Elegir los guantes correctos según el tipo de entrenamiento
Los guantes de boxeo se diferencian por peso (en onzas) y por propósito. Los guantes de saco son más ligeros (6-10 oz), tienen el relleno concentrado en los nudillos y están diseñados para golpear superficies duras repetidamente; no son adecuados para sparring porque no protegen suficientemente al rival. Los guantes de entrenamiento (10-16 oz) son polivalentes: sirven para saco, manoplas y primeros sparrings ligeros. Los guantes de sparring (14-18 oz) tienen más relleno distribuido uniformemente para proteger tanto al boxeador como al compañero de entrenamiento. Para principiantes, unos buenos guantes de entrenamiento de 12-14 oz son suficientes para todas las modalidades iniciales.

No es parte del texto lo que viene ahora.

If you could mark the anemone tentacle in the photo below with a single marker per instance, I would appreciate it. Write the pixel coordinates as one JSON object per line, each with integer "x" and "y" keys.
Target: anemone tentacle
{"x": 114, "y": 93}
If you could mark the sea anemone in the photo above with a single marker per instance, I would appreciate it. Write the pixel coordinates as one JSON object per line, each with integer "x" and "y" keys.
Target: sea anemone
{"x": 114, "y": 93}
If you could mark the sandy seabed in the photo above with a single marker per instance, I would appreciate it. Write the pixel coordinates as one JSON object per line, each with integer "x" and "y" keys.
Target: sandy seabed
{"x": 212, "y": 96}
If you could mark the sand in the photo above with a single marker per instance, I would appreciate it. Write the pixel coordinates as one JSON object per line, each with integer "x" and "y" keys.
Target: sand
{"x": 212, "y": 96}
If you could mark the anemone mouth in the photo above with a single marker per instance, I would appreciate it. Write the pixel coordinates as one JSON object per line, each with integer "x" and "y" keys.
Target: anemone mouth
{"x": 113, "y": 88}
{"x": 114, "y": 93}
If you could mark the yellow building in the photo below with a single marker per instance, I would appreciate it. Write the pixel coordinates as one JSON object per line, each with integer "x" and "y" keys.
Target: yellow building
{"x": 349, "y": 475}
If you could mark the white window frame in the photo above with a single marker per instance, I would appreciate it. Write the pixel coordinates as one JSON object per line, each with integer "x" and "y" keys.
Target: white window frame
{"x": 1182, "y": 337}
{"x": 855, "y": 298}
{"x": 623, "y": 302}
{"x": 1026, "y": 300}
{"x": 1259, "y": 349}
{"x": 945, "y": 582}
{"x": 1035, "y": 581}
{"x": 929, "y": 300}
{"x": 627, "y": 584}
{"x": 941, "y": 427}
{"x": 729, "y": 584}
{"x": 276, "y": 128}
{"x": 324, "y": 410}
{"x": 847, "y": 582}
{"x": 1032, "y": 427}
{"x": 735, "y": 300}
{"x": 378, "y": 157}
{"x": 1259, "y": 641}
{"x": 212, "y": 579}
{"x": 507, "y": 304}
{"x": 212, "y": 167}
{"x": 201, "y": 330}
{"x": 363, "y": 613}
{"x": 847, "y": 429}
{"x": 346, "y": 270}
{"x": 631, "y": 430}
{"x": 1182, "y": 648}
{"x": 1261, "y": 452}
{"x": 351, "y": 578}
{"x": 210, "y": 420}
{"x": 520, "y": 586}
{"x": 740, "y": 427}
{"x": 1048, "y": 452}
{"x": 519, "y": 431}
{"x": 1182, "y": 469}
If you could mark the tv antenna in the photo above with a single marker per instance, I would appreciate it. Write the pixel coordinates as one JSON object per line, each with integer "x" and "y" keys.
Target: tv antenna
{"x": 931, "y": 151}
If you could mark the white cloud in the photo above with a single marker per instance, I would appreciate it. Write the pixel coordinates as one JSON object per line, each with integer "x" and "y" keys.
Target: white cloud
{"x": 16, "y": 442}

Cuidado y mantenimiento de las manos
Más allá del equipamiento, el cuidado físico de las manos es parte del entrenamiento del boxeador. Los nudillos se endurecen progresivamente con el entrenamiento regular, pero ese proceso lleva tiempo y no debe forzarse golpeando superficies sin protección. Después de sesiones intensas, aplicar hielo durante 10-15 minutos reduce la inflamación articular. Los masajes en los flexores del antebrazo y en la musculatura de la palma alivian la tensión acumulada. El fortalecimiento de la muñeca con ejercicios de curl de muñeca, rotaciones con mancuernas y trabajo con wrist roller aumenta la estabilidad articular y reduce el riesgo de lesiones. Si aparece dolor persistente en nudillos, muñeca o antebrazo, es necesario consultar al médico deportivo antes de continuar con el entrenamiento intenso.
Rituales de vendado: hábito, concentración y preparación mental
Más allá del aspecto puramente técnico, el momento de vendarse las manos en el vestuario es también un ritual de preparación mental. Muchos boxeadores usan ese tiempo —5-10 minutos de atención en las propias manos— para centrarse en el trabajo que van a hacer, reducir la dispersión mental y activar la concentración. La regularidad del ritual crea una señal psicológica que el cerebro asocia con el inicio del esfuerzo intenso. Por eso, aprender a vendarse solo —sin depender siempre del entrenador— y hacerlo siempre de la misma manera es una práctica recomendada desde el inicio del aprendizaje del boxeo.